Plugging in the given $C_v$ and $R$ (converted to the same units as were given for $C_v$ gives about the molecular weight (in kg) for Ar.

The analogous calculation starting the average translational kinetic energy per molecule$$U=\frac 1 2 m\bar{ v^{2}} = \frac 3 2 kT$$gives$$m=3k/2C_v$$for the mass of the Ar atom. And plugging in $k$ in the same units as were given for $C_v$ gives a good value for the mass of the Ar atom.

(Could also divide the molecular weight by Avogadro's number to get the mass of the atom, but the topic is kinetic theory.)

 

[Charles Link]

Looking at post 3 again, $R=1.987$ cal/(mole K). With $C_v=\frac{3}{2}R$, the arithmetic is simple:

$C_v=3.0$ cal/(mole K) =$.075$ cal/(gram K).

This gives $1$ mole=3.0/.075=40 grams. The homework helper is not supposed to provide the solution, but it may be worthwhile to see what may be the easiest way to do it.

 

[Ron_H]

Hi Charles Link,
Thanks!

 

[Ron_H]

Hi Charles Link,

I've been thinking about your posts.
What was your thought process?
How do you know you are right?

You say

$C_{v} = 3.0 \newcommand\calmoleK{\operatorname{cal/mole-K}} \calmoleK= 0.075 \newcommand\calgmK{\operatorname{cal/gm-K}} \calgmK$.

And you also say

"1 mole=3.0/.075=40 grams".

In setting up my question, I'm going to re-write these statements.
Please correct me if I've misunderstood you.
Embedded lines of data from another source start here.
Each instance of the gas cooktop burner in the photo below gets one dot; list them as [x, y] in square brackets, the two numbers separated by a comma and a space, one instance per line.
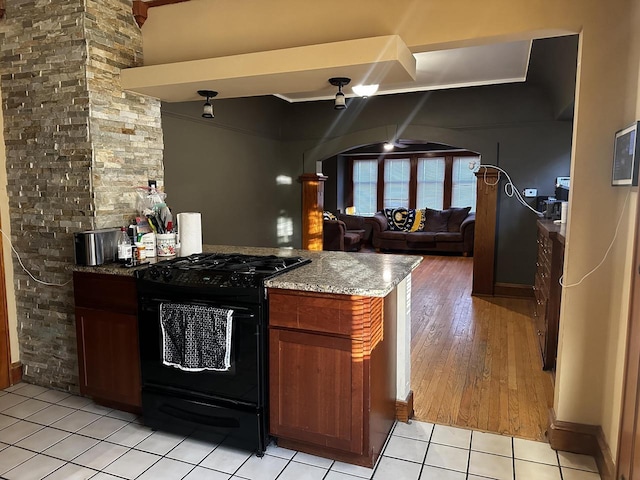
[234, 262]
[219, 269]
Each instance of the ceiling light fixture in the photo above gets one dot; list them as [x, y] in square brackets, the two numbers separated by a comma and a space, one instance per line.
[207, 110]
[365, 90]
[340, 102]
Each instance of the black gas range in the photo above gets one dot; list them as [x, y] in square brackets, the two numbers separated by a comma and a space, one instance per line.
[202, 325]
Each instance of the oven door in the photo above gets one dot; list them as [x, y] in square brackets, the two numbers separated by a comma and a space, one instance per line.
[243, 383]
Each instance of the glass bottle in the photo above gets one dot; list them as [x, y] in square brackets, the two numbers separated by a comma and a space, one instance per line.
[124, 246]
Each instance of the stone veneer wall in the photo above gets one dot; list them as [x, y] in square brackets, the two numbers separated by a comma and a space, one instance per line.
[76, 146]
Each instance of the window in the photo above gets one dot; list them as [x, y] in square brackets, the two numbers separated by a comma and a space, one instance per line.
[397, 172]
[463, 183]
[430, 183]
[436, 180]
[365, 186]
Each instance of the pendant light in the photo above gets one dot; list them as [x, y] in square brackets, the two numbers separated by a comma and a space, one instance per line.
[207, 110]
[340, 102]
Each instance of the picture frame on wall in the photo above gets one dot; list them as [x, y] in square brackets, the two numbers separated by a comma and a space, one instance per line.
[626, 155]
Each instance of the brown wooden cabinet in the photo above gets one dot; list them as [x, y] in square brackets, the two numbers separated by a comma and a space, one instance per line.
[107, 334]
[548, 290]
[332, 374]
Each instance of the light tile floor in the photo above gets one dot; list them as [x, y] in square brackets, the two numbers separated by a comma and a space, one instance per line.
[48, 434]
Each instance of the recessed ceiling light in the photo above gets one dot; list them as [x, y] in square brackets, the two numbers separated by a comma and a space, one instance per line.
[365, 90]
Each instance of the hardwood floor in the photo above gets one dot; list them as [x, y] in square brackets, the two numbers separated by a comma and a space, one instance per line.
[475, 361]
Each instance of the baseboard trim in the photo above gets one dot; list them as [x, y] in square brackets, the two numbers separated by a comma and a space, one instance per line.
[404, 409]
[15, 373]
[583, 439]
[513, 290]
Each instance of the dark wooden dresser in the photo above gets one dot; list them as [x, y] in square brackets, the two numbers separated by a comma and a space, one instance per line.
[547, 289]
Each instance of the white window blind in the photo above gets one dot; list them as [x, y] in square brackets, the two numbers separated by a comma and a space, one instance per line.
[463, 188]
[396, 182]
[365, 186]
[430, 183]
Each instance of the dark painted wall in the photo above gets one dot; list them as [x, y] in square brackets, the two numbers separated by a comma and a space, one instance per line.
[227, 168]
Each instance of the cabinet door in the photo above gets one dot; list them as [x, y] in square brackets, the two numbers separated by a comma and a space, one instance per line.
[108, 356]
[316, 389]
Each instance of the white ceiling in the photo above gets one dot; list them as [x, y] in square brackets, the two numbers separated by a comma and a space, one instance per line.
[460, 67]
[301, 74]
The statement of the problem provided $\newcommand\calgmK{\operatorname{cal/gm-K}}C_{v} = 0.075 \calgmK$.
(I adopted your change of units. No issue there. BTW, I think of this as a measured value.)

I'll explicitly define $\newcommand\calmoleK{\operatorname{cal/mole-K}} C_{m} = 3.0 \calmoleK$.
This is a result of kinetic theory which you say we should either be able to remember or derive.
(This is only for a monatomic gas - which argon is.)
I think we're on the same page still.

I'll also define $M$=molecular weight of Ar.

You finish (in my paraphrase) by introducing this premise, $$M = \frac {C_{m}} { C_{v}} $$...plugging in the values for $C_{v}$ and $C_{m}$,$$ \frac {3.0 \calmoleK} {0.075g \calgmK} = 40 \frac {gm} {mole} $$... gettting the atomic weight of argon.

So here is my question:

What about that final premise?
Where did you get it?
Because it was not obvious to me, I proved it.
So now I know there is justification for getting the answer the way you describe.
I'm just wondering how you knew it was right to do that division.

 

[Orodruin]

If the heat capacity per mole is $C_m$, then the heat capacity per mass is $C_m/M$ because the mass per mole is $M$ by definition. The rest is basic algebra.

 

[Charles Link]

The way I like to look at it is the heat capacity is a type of vector, with a numerical result and units associated with it. Regardless of the units, the heat capacity "vector" is always the same, i.e. we can set the .075 with its units equal to the 3.0 and its units. The atomic mass was originally unknown, but appears when we set the two vectors equal, and cancel the other units leaving one mole=40 grams.

Incidentally, this trick comes in handy for doing conversion factors of all kinds:
e.g. $R=.08206$ liter-atm/(mole k)=$1.987$ cal/(mole K), with $1.0$ cal=$4.184$ joules.
( $1.0$ liter=$1.0$ E-3 m^3).
With a little algebra, you can determine that $1.0$ atm=$1.01$ E+5 Newton/m^2.

For an alternative approach, the heat $\Delta Q =C_{Vm} x_{moles} \Delta T=C_{Vg} x_{grams} \Delta T$. We can set $\Delta T= 1$, or simply cancel the $\Delta T$'s. When $x_{moles}=1$, we can solve for the corresponding $x_{grams}$.